Original source: topic-counter-overflow-and-cuckoo-filters

Topic: The 4-bit saturation limit is a known weakness of counting bloom filters; cuckoo filters solve the same problem with better space efficiency and perfect deletion support

Date: 2026-05-29

Time: 10:19

The 4-Bit Saturation Problem in Counting Bloom Filters

The Problem, Visible in Code

The CountingBloomFilter in bloom-filter/bloom_filter.py replaces single bits with counters so that items can be deleted — but this introduces a subtle correctness hazard at the counter ceiling.

At line 107, the counter width defaults to 4 bits:


def __init__(self, expected_items=1000, false_positive_rate=0.01,
             counter_bits=4):

This means maxval is (1 << 4) - 1 = 15 (line 110). A counter can only count to 15 before it saturates — it stops incrementing and becomes permanently stuck.

The add method (line 111–114) enforces this ceiling:


def add(self, item):
    for pos in _hashes(item, self._k, self._m):
        if self._counters[pos] < self._max_val:
            self._counters[pos] += 1

When a counter reaches 15, subsequent additions that hash to that position are silently dropped. The counter no longer reflects the true number of items mapping to that slot.

Why Saturation Breaks Deletion

The remove method (lines 117–124) reveals the consequence:


def remove(self, item):
    positions = _hashes(item, self._k, self._m)
    for pos in positions:
        if self._counters[pos] == 0:
            raise ValueError("Item was not added to the filter")
    for pos in positions:
        if self._counters[pos] < self._max_val:  # saturated counters stay
            self._counters[pos] -= 1

The comment at line 124 — # saturated counters stay — is the key design decision. When a counter has saturated at 15, removal refuses to decrement it. This is intentional: if 20 items hash to the same position but the counter only reads 15, decrementing on removal would eventually drop the counter below the true count, creating false negatives (reporting an item absent when it's present). False negatives violate the fundamental Bloom filter invariant.

So saturated counters become permanent — they can never be decremented, which means:

1. Items sharing a saturated slot can never be fully deleted. The counter stays at 15 forever.

2. The false positive rate degrades over time as more positions become permanently set.

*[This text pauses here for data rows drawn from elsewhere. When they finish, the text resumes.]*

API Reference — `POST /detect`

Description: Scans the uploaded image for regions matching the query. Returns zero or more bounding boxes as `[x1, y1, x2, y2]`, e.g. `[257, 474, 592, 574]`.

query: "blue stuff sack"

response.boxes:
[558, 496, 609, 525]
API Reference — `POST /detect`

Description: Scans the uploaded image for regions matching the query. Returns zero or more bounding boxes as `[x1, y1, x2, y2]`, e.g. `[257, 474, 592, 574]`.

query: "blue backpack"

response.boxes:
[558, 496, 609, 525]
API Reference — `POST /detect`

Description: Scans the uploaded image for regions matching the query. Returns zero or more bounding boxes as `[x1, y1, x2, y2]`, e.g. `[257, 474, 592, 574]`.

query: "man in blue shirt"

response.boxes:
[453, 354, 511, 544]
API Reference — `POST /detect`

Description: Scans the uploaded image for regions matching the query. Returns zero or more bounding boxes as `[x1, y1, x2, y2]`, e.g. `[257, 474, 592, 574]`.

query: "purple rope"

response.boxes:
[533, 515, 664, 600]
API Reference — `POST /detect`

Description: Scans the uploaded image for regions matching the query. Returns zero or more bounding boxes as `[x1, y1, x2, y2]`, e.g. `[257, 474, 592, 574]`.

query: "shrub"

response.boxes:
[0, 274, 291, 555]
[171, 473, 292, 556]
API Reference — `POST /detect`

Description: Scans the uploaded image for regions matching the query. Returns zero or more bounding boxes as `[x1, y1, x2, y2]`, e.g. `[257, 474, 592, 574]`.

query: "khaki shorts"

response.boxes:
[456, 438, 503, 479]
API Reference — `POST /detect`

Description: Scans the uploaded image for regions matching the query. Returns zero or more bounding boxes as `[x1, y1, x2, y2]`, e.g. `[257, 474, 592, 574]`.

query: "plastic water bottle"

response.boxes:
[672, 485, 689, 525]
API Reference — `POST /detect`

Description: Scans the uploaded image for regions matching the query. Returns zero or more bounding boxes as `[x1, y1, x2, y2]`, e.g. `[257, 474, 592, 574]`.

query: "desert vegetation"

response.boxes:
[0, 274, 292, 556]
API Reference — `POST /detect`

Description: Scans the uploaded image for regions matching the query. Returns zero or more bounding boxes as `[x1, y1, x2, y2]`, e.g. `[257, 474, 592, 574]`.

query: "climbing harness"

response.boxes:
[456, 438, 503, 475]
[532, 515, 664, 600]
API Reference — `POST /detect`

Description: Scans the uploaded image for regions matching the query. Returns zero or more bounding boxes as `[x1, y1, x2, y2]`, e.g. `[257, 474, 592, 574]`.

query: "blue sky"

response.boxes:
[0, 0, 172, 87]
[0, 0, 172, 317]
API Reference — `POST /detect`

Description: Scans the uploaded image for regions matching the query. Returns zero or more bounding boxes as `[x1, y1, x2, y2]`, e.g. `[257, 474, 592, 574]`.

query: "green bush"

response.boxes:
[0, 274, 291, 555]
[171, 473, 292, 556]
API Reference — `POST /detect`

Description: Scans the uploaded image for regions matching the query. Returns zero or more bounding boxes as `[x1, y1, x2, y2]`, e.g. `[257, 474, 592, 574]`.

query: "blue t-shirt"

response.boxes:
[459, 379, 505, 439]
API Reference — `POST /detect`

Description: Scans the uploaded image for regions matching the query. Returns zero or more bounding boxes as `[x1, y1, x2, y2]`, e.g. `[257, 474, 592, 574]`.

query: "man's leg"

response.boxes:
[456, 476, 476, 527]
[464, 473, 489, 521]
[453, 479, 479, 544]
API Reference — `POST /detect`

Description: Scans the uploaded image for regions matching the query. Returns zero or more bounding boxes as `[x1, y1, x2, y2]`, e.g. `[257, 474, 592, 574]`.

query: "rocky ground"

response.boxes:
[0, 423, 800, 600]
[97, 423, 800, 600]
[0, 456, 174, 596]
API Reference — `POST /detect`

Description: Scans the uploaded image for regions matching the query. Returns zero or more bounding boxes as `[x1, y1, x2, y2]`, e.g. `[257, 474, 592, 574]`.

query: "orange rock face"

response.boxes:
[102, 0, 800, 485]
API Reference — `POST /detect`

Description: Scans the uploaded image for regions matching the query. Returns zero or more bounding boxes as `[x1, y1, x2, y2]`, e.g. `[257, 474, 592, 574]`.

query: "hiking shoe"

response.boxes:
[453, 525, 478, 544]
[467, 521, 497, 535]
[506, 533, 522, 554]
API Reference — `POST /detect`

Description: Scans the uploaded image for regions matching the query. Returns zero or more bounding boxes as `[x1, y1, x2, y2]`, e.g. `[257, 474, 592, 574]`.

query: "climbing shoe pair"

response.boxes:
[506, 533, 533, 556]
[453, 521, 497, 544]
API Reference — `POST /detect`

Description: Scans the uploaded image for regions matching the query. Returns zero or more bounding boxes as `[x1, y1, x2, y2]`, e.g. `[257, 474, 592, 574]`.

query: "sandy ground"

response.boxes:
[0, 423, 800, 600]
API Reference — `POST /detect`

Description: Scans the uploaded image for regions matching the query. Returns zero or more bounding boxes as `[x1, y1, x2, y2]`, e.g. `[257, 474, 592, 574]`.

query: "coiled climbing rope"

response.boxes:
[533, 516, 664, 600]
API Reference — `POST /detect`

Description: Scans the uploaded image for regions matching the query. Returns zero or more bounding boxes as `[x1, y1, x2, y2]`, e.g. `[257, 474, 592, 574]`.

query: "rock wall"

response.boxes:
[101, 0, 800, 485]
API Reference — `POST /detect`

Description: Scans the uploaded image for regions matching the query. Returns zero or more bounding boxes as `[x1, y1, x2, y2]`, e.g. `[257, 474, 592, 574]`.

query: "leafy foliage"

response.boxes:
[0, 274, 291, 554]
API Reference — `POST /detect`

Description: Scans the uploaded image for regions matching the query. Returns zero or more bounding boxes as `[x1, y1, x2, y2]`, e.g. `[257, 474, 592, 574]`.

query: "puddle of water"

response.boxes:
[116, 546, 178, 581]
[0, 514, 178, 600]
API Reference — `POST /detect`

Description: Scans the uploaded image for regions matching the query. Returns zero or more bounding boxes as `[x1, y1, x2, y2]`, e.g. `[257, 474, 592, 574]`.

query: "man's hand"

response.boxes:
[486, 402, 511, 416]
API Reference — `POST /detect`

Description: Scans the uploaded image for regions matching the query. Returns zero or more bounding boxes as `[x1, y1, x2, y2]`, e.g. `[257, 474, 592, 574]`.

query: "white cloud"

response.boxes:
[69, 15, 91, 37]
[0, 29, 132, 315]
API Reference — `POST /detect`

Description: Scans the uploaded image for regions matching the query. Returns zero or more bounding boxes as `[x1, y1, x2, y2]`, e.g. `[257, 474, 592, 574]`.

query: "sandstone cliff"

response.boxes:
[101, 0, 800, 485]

3. Memory is wasted — the standard counting Bloom filter uses 4× the space of a plain Bloom filter (4 bits per position vs. 1 bit), and saturated positions give back none of that investment.

The Space Cost

The implementation actually uses a full byte per counter (bytearray(self.m) at line 110) for simplicity, even though only 4 bits are logically needed. A production counting Bloom filter packs two 4-bit counters per byte, but that's still 4× the memory of the standard BloomFilter which uses one bit per position (bytearray((self.m + 7) // 8) at line 30). For the same false positive rate, the counting variant needs roughly 4× the storage — and in this implementation, 8×.

Why Cuckoo Filters Are the Better Answer

There is no cuckoo filter implementation in this codebase (the grep for cuckoo|fingerprint|relocat returned no relevant matches). This is a gap worth filling, because cuckoo filters solve exactly the problems visible here:

| Property | Counting Bloom Filter (this code) | Cuckoo Filter |

|---|---|---|

| Deletion | Partial — saturated counters are permanent | Perfect — fingerprint removal is exact |

| Space per item | ~4 bits/position × (m/n) positions | ~12 bits total per item |

| False positive rate at same space | Higher (counter overhead) | Lower (fingerprint precision) |

| Saturation risk | Yes — positions above 15 collisions break | None — no counters to overflow |

A cuckoo filter stores a small fingerprint of each item in a hash table with two candidate bucket positions. To delete, you find the fingerprint and remove it — no counter arithmetic, no saturation ceiling, no permanent false positives. The relocation ("cuckoo") step during insertion handles collisions by evicting existing fingerprints to their alternate bucket, giving high occupancy (~95%) without the pathological behavior this code exhibits at high load.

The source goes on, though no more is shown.